Plastic as a cure for cancer?

Nishi Jain 21′

The testing of such monoclonal antibodies frequently happens with multiple cell lines to test for efficacy. (Source: Wikimedia Commons)

Historically, plastic has been filed alongside tobacco, asbestos, and miscellaneous parabens as a carcinogen, or cancer-causing agent. Scientists continue to warn against overexposure to it – a common example of this involves Bisphenol A (BPA). The chemical BPA has been added frequently to plastics and operates as a hormonal disruptor. BPA affects estrogen and progesterone activity within the body by either mimicking the behavior of these hormones or competing against hormones for the receptors, thereby diminishing the impact of the hormones (1). Such dangers have led manufacturers of water-bottles to go BPA-Free.

However, scientists at the Department of Biotechnology at the University of Verona have suggested reversing the popular anti-plastic opinion, at least for particular applications. These scientists have found a way to shape plastic such that it may reverse the effects of cancer rather than cause or exacerbate them. They have investigated these new plastics as a replacement for monoclonal antibodies, a popular treatment for a variety of cancers. Monoclonal antibodies (mAbs, for short) are harvested from immune cells. These immune proteins bind specifically to certain antigens on the surface of other cells. The ability to bind antigens on the cell surface makes mAbs extremely useful for cancer treatment, as cancer lines frequently overexpress one cell surface receptor (to the mAbs, an antigen) quantitatively more than other healthy cells. The mAbs can selectivity target these overexpressed cell receptors on cancer cells and leave healthy cells alone (avoiding the symptoms caused by chemotherapy such as brittle nails and hair loss) (2).

Traditional mAbs are developed through a lengthy process known as hybridoma technology. Hybridomas use rodent B cells (a type of immune cell) as a canvas. Rodents are injected with a specific antigen, such that their B cells express a complementary antibody. After fusing together these rodent B cells with a myeloma cell (a cell line that’s immortal), the mAbs are given the ability to express the antibody continuously (2).

These mAbs are particularly effective for breast cancer.
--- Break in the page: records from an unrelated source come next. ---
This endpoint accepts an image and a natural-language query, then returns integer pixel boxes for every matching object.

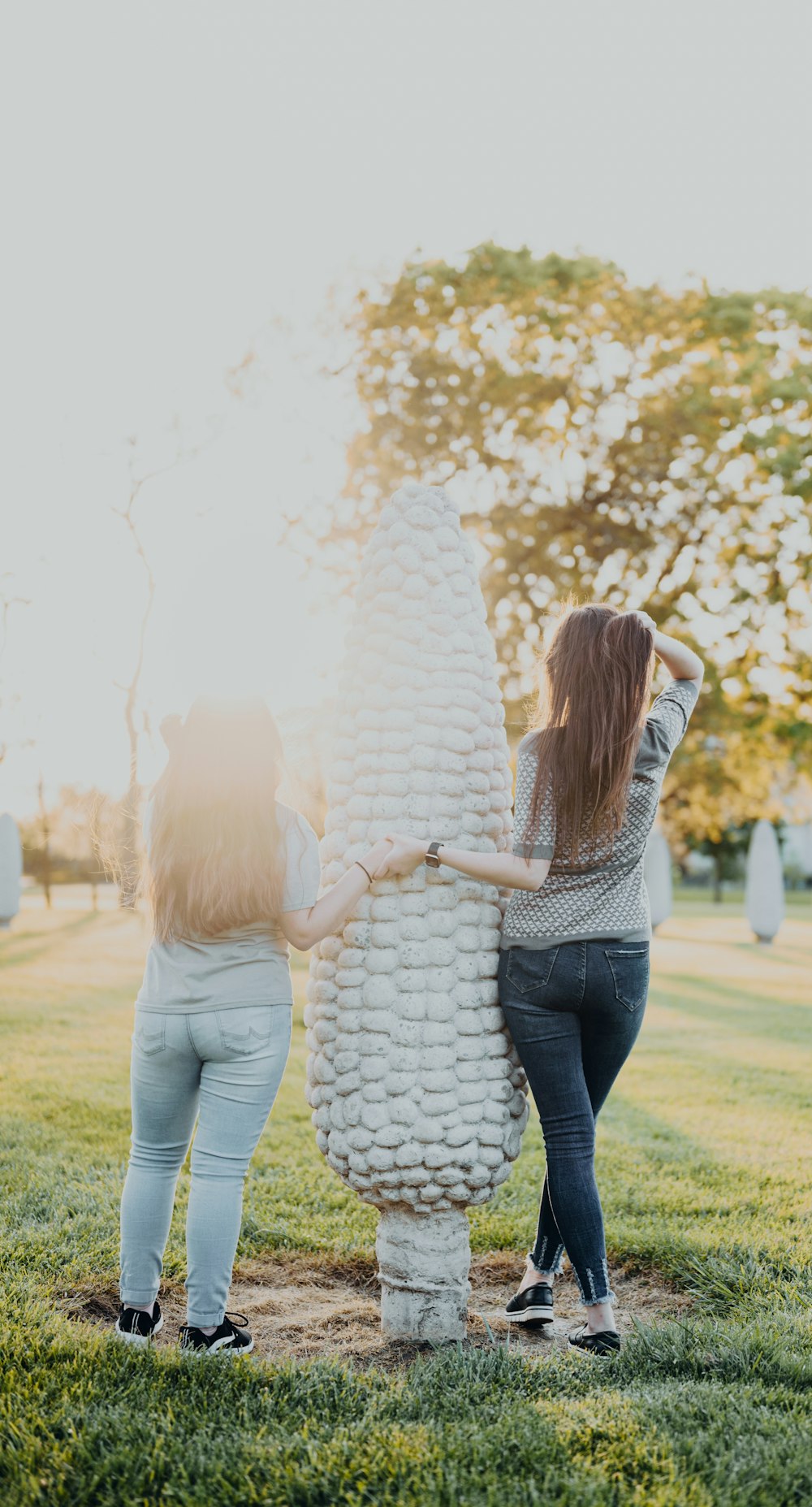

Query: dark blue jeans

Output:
[499,938,650,1304]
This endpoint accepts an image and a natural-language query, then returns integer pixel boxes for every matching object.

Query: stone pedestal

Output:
[375,1209,472,1341]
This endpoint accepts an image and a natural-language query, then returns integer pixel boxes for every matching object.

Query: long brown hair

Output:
[148,696,289,942]
[525,601,654,867]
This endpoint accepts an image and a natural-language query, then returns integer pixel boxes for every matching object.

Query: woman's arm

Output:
[654,630,705,686]
[279,838,391,952]
[634,610,705,686]
[377,832,550,890]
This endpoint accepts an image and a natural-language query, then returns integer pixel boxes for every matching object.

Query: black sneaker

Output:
[116,1304,164,1346]
[569,1325,620,1355]
[505,1283,553,1329]
[181,1314,253,1355]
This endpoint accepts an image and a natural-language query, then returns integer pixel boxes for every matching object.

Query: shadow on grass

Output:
[0,910,101,971]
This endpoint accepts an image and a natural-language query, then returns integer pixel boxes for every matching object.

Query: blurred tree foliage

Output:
[292,245,812,830]
[302,245,812,710]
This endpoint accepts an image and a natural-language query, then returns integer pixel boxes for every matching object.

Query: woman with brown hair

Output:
[116,699,389,1353]
[380,604,703,1355]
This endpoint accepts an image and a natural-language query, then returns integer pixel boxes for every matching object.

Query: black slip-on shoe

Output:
[569,1325,620,1355]
[505,1283,553,1327]
[181,1314,253,1355]
[114,1304,164,1346]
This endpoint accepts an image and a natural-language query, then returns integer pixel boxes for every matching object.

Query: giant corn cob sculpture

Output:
[306,483,527,1338]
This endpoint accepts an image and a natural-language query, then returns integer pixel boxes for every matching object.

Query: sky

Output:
[0,0,812,816]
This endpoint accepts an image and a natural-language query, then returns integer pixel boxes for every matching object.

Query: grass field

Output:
[0,895,812,1507]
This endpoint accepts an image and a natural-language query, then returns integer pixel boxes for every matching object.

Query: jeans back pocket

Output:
[132,1014,166,1056]
[215,1005,279,1056]
[505,946,559,1003]
[604,945,650,1013]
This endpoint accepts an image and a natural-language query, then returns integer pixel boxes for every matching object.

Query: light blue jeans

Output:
[120,1005,292,1325]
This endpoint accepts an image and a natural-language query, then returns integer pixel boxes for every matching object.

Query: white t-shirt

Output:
[136,802,321,1014]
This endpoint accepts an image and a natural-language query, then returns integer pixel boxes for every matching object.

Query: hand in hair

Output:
[622,608,657,633]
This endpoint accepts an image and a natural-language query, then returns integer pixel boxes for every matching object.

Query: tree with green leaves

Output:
[301,245,812,751]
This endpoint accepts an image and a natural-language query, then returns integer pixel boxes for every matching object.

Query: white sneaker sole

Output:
[505,1308,553,1323]
[181,1338,253,1355]
[114,1314,164,1350]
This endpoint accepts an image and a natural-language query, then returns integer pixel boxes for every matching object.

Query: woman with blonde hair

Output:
[116,699,391,1353]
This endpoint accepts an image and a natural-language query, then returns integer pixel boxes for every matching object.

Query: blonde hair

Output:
[148,696,285,942]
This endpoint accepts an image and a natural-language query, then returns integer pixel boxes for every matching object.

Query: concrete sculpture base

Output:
[375,1209,472,1341]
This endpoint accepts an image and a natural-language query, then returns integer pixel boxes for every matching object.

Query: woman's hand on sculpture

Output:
[375,832,426,878]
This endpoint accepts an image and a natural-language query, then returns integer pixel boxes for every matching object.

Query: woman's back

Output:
[137,802,319,1013]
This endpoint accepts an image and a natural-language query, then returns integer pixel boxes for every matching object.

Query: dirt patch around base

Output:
[60,1255,690,1370]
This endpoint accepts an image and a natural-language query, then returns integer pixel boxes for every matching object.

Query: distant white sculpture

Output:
[745,821,784,942]
[0,811,23,930]
[643,827,673,931]
[304,483,527,1340]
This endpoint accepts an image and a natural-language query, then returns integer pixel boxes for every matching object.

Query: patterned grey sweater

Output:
[502,680,699,948]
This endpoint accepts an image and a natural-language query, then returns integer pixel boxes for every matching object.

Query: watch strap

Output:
[425,842,443,868]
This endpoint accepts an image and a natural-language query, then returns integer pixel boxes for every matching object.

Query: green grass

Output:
[0,901,812,1507]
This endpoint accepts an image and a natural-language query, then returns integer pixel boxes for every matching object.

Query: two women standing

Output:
[116,606,702,1353]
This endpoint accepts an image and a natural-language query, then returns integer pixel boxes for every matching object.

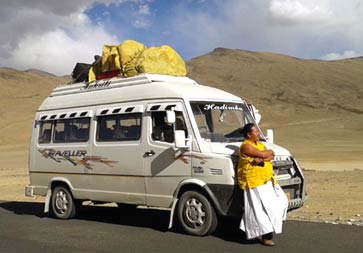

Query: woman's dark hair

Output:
[242,123,255,138]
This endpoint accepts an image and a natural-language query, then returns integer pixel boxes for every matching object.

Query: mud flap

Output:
[168,198,178,229]
[44,187,52,213]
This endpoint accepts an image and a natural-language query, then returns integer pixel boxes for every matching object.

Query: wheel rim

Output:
[55,191,69,214]
[185,198,205,228]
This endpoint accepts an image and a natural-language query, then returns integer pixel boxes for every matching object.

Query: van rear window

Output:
[96,113,142,142]
[53,118,90,143]
[38,121,52,144]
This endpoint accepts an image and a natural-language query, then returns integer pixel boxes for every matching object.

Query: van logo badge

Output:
[38,149,118,170]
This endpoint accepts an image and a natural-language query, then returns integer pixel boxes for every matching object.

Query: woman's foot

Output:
[261,239,275,246]
[261,233,275,246]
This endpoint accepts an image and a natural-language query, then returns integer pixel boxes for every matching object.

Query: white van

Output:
[25,74,305,235]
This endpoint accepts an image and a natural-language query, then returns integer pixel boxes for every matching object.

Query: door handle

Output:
[144,150,155,157]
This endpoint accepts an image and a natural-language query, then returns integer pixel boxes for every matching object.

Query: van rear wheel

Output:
[51,186,76,220]
[177,191,218,236]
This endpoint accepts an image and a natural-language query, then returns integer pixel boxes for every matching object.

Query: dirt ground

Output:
[0,146,363,226]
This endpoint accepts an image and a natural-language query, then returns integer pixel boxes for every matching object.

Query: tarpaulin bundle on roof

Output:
[88,40,186,82]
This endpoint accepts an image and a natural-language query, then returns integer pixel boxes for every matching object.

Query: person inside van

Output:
[175,117,188,138]
[151,111,174,143]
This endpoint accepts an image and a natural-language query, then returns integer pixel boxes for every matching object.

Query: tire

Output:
[51,186,76,220]
[177,191,218,236]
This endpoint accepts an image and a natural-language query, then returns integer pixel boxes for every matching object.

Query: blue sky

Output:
[0,0,363,75]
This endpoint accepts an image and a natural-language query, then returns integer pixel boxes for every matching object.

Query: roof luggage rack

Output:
[50,74,197,97]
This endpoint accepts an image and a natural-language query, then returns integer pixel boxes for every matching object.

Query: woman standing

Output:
[237,123,288,246]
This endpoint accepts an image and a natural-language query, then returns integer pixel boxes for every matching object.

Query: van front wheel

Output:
[51,186,76,220]
[177,191,218,236]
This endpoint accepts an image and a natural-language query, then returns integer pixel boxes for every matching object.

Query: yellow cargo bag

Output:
[136,45,187,76]
[102,45,121,72]
[118,40,146,77]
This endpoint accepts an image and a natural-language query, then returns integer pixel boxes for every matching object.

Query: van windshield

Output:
[190,102,263,142]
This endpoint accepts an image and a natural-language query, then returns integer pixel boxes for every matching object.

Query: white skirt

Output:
[240,181,288,239]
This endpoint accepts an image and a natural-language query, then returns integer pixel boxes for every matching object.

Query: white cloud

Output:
[0,0,120,75]
[269,0,333,24]
[321,50,363,61]
[7,27,117,75]
[138,4,151,15]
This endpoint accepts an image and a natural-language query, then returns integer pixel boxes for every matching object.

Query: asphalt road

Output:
[0,202,363,253]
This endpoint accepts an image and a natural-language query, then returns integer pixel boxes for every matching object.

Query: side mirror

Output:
[166,111,175,124]
[174,130,189,149]
[266,129,274,143]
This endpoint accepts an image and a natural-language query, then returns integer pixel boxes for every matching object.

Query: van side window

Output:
[151,111,188,143]
[96,113,142,142]
[54,118,90,143]
[38,121,52,144]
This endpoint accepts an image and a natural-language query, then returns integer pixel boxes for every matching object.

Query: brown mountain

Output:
[0,48,363,169]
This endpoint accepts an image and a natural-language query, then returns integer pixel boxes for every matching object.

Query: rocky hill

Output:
[0,48,363,169]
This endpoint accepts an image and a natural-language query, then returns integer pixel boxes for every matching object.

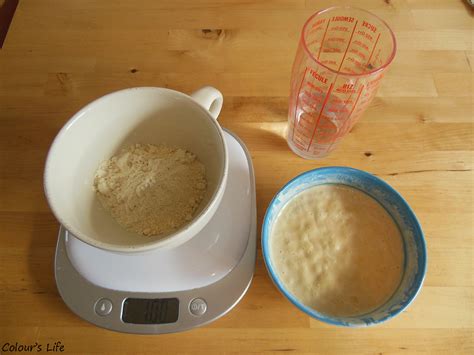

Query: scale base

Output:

Many breast cancers are either estrogen receptor positive (ER+) or human epidermal growth factor receptor 2 positive (HER2+) and have thousands of each receptor on their cell surface. Treatment of breast cancer is greatly facilitated by having a mAb that focuses on these receptors and targets them selectively. While mAbs can be hugely beneficial, a large problem with their processing is that they always require humanization – a method of adjusting the antibody to make it resemble what people have inside their own cellular systems (3). The humanization process takes a long time and is very costly.

Enter the plastic mAb. Scientists are developing imprinted polymer nanoparticles (also known as MIP-NPs) that can block cadherins, proteins that bind cells together and play a significant role in the proliferation and metastasis of tumors. These MIP-NPs are built with the simple idea that the molecular structure and shape of a target can be imprinted into a template. The complementary structure can then be created and replicated quicker and more efficiently than more pure biological techniques that rebuild the same target structures every time (such as hybridomas). To do this, a molecular template is introduced into the synthetic scheme with a polymer chain such that the chain grows around the template as a complement. The template is then washed away from the mix and leaves only the complementary molecular shape that can effectively bind to the target molecule or antigen (3).

So far, MIPs have shown efficacy within in vitro studies looking at the proliferation and metastatic status of certain HeLa cells in culture (3). Scientists are now looking to further in vivo studies within certain model organisms to try and reproduce these promising results. If found to be similar, this powerful technology could make pre-clinical cancer research significantly more efficient and inexpensive.


[1] Rochester JR. (2013). Bisphenol A and human health: A review of the literature. Reprod. Toxicol., 42, 132–55.

[2] Burris III, H. A., Giaccone, G. & Im, S. A. (2015). Updated findings of a first-in-human phase 1 study of margetuximab, an Fc-optimized chimeric monoclonal antibody, in patients with HER2-positive advanced solid tumors [abstract]. Am. Soc. Clin. Oncol. Meet. 33 (no. 15_suppl), A523.

[3] Bossi, A.M. (2020). Plastic antibodies for cancer therapy?. Nat. Chem, 12, 111–112.